This year Dar is going to a new school and she rides a city bus to get there, so we've stopped going to Whole Foods every day. Thank God. I hate that goddam place. I mean, come on, I love it too. It's perfect and beautiful and delicious and if you shop there every day you'll have a long, happy, and healthy life, but fucking hell, enough is enough. Now Harry and I stop in this coffee shop on the corner of Cuhuenga where this Asian guy who wears booty shorts made out of worn-out thermal underwear sits in a chair talking to himself and giggling, and I feel much more comfortable. Here's an oldie I wrote about me and Whole Foods a while back.
Dirty Hands
What the hell did people used to do before there was antibacterial gel at the supermarket? I was wondering this while I watched some woman slather it up to her elbows and then onto her child’s tiny dimpled hands. As if that wasn’t enough, then she squirted a load onto the handle of the shopping cart, and rubbed it in like she was a crack-whore giving it a five-dollar hand job. She knew what she was doing, this gal. And she was smiling! Smiling as if to say, I am taking control of my life, I will never allow germs, bacteria or possible bits of fecal matter to enter my world and cause me, or my precious family members, to get flulike symptoms. I have to say, it was mesmerizing. The whole procedure was so strange and wrong and oddly titillating, I wanted to drop to the ground and roll around like an old, happy dog on top of a dead squirrel.

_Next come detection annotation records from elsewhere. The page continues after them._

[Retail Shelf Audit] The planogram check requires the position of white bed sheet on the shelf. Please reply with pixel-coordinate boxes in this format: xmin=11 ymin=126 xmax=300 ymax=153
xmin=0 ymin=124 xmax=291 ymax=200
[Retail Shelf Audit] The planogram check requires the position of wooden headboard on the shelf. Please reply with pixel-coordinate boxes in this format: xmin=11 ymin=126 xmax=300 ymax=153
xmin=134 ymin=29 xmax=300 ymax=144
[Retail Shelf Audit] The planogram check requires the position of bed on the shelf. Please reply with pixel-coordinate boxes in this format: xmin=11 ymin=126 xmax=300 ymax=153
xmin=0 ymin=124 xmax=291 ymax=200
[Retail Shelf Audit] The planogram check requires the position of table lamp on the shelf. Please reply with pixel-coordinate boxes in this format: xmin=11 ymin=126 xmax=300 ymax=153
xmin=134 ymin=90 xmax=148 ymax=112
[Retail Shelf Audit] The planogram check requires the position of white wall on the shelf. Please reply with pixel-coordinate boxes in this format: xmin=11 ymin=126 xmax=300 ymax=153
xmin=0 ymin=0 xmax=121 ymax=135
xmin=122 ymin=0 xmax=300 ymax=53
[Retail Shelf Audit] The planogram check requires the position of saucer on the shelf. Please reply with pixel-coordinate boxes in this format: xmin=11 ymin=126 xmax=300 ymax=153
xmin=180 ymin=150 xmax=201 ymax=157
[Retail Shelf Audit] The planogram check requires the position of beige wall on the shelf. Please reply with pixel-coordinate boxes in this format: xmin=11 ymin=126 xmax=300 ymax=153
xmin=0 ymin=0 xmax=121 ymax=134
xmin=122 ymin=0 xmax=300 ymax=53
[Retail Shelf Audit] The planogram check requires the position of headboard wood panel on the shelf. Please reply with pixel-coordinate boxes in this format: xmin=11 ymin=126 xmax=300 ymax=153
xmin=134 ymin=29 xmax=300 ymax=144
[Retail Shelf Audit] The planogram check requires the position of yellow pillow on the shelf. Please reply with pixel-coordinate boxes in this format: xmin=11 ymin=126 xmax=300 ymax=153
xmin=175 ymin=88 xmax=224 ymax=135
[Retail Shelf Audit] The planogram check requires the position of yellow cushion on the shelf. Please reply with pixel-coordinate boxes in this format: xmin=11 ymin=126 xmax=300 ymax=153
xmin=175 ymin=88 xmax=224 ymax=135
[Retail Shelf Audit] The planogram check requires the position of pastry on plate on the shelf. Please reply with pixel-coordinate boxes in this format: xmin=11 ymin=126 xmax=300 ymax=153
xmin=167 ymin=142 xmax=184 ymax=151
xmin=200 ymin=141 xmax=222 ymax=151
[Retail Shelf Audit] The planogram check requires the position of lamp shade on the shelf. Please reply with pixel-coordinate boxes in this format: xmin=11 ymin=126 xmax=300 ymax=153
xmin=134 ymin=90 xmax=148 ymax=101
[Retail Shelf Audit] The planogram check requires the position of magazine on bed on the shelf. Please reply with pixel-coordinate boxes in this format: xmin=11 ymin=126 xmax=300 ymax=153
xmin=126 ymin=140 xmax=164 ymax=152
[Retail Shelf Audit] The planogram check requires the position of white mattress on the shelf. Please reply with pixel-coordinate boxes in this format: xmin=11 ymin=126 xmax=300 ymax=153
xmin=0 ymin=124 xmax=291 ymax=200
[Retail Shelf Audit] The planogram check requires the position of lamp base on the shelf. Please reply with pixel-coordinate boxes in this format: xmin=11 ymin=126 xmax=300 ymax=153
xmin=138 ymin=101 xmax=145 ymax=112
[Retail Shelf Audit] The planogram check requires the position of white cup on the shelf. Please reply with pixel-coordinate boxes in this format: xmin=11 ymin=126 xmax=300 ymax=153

Instead I gave her a self-righteous glare: Seriously woman? You think you’ve got it all under control? Everything all clean and perfect? Well it’s not! You’re going to get sick, you’re going to get germs, you’re going to get golden, oozing infections just like the rest of us, only yours will be worse because they will be rare anti-bacterial-gel mutations. “Now go buy your organic produce, YOU FREAK!” And I let my glare follow her all the way into the store.
Going to the grocery store is exhausting.